Thjórsárver is fed by Iceland’s longest river, Thjórsá. BirdLife International have recognized the Thjórsárver wetlands as an Important Bird Area, primarily because of its importance for the Pink-footed Goose (Anser brachyrynchus).
The wetlands are also a hotspot for controversy. The issue is whether the building of reservoirs and other infrastructure for hydroelectric power development within the wetlands should go ahead. The Thjórsá River is vital not only to the Thjórsárver wetlands, but also to Iceland’s hydroelectric industry.
In the 1960s, Landsvirkjun, Iceland’s national power company, announced plans to construct a 200km2 reservoir that would have inundated almost all of the wetlands, including the breeding grounds of the Pink-footed Goose. In response to public opposition, the project was abandoned in 1981 and the Icelandic government established the Thjórsárver Nature Reserve in part of the wetlands. This protection is not absolute however.
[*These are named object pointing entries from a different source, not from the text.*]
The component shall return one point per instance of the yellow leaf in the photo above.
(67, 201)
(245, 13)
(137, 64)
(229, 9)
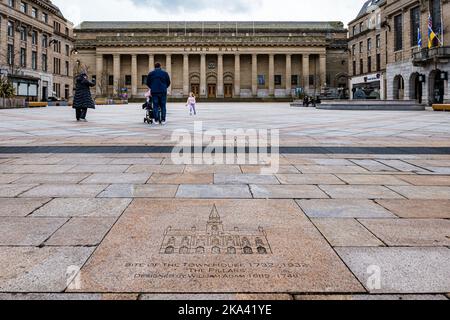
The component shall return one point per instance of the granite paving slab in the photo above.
(214, 191)
(181, 178)
(305, 179)
(360, 192)
(20, 207)
(410, 232)
(19, 231)
(139, 191)
(400, 270)
(422, 192)
(83, 207)
(346, 233)
(336, 208)
(161, 246)
(65, 191)
(81, 232)
(419, 209)
(230, 179)
(48, 269)
(287, 192)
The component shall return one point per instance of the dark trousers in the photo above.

Accordingly, Landsvirkjun proposed a 30m-high dam with a smaller reservoir covering some 65km2. Facing mounting criticism from both scientists and the local population, Landsvirkjun lowered its ambitions again, and is now proposing a 24m-high dam with a 32.5km2 reservoir.
Conservation groups such as Birdlife International and the Iceland Nature Conservation Association have shown concern for the loss of habitat.
Originally, the energy from Thjórsárver would have been used for the expansion of the Rio Tinto Alcan smelter at Straumsvik, Hafnafjordur. However, in 2007 a local referendum there ruled against the expansion.